I'm not so sure I agree that RSS is as deeply rooted in push technology as this article suggests, but I am in overall agreement with the main thesis. In particular, I believe that neither search nor classification will address the complexities introduced by large numbers of feeds. But alternative approaches will address these shortfalls.

What we need to keep in mind is twofold: first, that for the most part most content of most feeds will be irrelevant to any given reader. And second, as is suggested, metadirectories organizing and categorizing feed content provide enough filtering for most people.

As evidence, I cite my Edu_RSS service, and in particular, Edu_RSS Topics. The output from thsi service is a set of highly focus, yet comprehensive, RSS feeds of interest to educational technologists.

Edu_RSS approaches the problem from two directions. First, it harvests from only a small subset of feeds - 300 or so out of the hundreds of thousands available. These feeds are representative - that is, since most of them are blogs, a collective gathering and filtering effort has already taken place. The actual list of sources numbers in the thousands, arguably the entire set of sources in the field.

After aggregating these feeds, Edu_RSS combines the content and organizes into a set of categories (or 'topics'). The topics are defined using Perl (and unix) regular expressions, a flexible filtering mechanism that allows the selection of numerous expressions within a single phrase. The use of regular expressions allows the service to identify string combinations characteristic of a given topic, and thus results in a well selected set of resources.

According to my website statistics, Edu_RSS is consistently one of the most popular URLs on my website, following only the two files that generate my referrer system (which is another story). The filtering system is very effective: if something significant is published on, say, learning objects, it will appear as one of the less than a half dozen daily items in the 'learning objects' feed.

The mistake made by the early advocates of push - and by a commentator just above - lies in the idea that 'brand' will replace intelligent filtering. Brand fails because in order for something to be a brand, it must appeal to a large mass of people. But if it appeals to a large mass of people, it will invariably disappoint people looking for something more specific. The early advocates of push tried to promote existing brands, and readers found in push nothing they couldn't find in mass media.

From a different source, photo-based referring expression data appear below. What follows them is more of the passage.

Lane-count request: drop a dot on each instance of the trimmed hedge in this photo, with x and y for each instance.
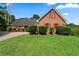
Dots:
(63, 30)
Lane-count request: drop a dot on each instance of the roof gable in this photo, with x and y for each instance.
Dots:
(54, 10)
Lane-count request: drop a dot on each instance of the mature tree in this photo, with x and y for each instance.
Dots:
(35, 16)
(3, 21)
(12, 18)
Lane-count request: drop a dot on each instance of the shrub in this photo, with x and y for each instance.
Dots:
(51, 30)
(42, 30)
(32, 29)
(63, 30)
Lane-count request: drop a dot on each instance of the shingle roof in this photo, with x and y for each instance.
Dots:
(55, 12)
(24, 22)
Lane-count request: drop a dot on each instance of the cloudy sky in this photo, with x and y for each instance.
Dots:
(70, 11)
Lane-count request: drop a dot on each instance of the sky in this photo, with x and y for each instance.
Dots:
(70, 11)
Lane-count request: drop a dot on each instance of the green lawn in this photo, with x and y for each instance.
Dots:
(40, 45)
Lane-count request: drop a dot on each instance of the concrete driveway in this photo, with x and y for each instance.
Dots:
(11, 34)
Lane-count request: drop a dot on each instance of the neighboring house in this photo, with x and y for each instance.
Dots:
(51, 19)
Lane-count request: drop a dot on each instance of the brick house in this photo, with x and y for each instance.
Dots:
(51, 19)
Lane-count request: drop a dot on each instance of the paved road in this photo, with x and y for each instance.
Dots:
(11, 34)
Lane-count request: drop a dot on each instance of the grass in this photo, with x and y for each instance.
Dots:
(40, 45)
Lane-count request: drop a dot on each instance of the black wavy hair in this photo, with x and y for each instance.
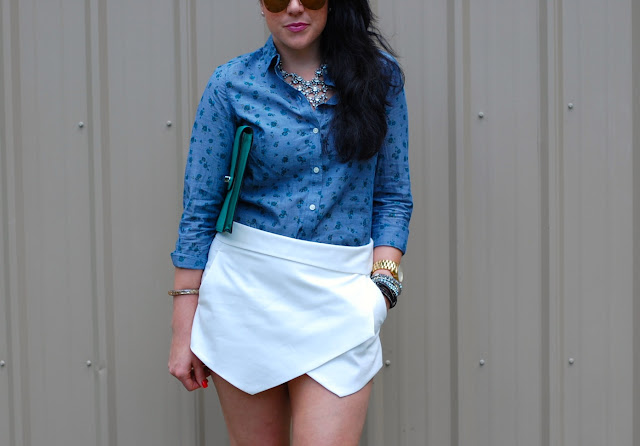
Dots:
(351, 47)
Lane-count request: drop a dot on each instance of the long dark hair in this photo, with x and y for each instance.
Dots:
(350, 47)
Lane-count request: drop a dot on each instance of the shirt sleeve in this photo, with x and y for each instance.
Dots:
(392, 201)
(207, 164)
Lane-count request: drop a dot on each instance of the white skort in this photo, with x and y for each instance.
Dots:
(272, 308)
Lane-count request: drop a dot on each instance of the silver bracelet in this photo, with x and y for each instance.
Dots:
(395, 286)
(186, 292)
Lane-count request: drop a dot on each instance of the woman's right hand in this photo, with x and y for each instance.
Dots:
(186, 366)
(183, 364)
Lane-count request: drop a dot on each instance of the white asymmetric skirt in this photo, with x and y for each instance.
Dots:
(272, 308)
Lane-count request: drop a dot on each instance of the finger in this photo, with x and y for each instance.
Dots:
(199, 374)
(188, 381)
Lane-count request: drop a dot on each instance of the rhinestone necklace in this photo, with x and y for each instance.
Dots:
(314, 90)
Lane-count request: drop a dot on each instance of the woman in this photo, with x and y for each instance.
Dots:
(284, 312)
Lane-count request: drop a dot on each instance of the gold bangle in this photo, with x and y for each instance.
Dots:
(187, 292)
(387, 264)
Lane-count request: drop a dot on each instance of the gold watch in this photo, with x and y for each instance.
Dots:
(389, 265)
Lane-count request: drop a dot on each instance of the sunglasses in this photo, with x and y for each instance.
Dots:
(281, 5)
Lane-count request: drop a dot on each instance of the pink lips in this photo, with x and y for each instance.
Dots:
(297, 27)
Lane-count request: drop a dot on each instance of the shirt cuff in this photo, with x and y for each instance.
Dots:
(181, 260)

I have argued elswhere that the only way to aproach content location on the internet is to treat it as a self-organizing network. What this means is that inherent in the structure of the internet there are distinct layers of filtering mechanisms, each consisting of a "gather filter forward" mechanism. In some cases, the mechanism is fulfilled by a human agent, as in the case of blogs. In others, it is fulfilled by automatic mechanisms, such as Edu_RSS. And it is likely that Robin Good's newsmasters will in their own way also play the same role.

What's important here is that each node of each layer need not worry about the rest, and need not be focused on the goal of the system. The agent seeks what is available, the way a retinal cell gathers light, and passes on what is relevant, the way a neuron passes on a signal. The filtering occurs not in the individual node, but through the independent actions of the aggregation of nodes.

The reason why this system works, while other approaches do not, is that there is no reasonable mechanism which can apply the vast requirements of filtering on a single resource. If we use metadata, the indexing soon outweighs the content. If we use search engines, each resource must be subject to extensive analysis to determine context (or, we do without context, which results in a search for 'calf' linking to sites on agriculture an anatomy).

The layered mechanism works because at no point is the entire weight of the filtering process concentrated in a single individual or a single resource. Decisions about selection and classification are made on a case by case basis using very coarse, and unregulated, mechanisms. It means that individual agents can work without the need for central control, with the only requirement for a functional system being an open set of connections between the agents.

RSS is, today, the transport mechanism of choice. There is nothing magical about RSS, except for the fact that it just is an autonomous agent system providing a high degree of connectivity. As tye system matures, additional encoding systems, such as FOAF, say, or ODRL, will play their own important roles, offering different kinds of connections within the same network. The decisions make will become richer, without a corresponding increase in the complexity of the system.

So, RSS could succeed. It will probably succeed. But it is important to keep our focus on what it does well: it allows an individual to scan, filter, and pass forward. That's all it ever has to do. The network will do the rest.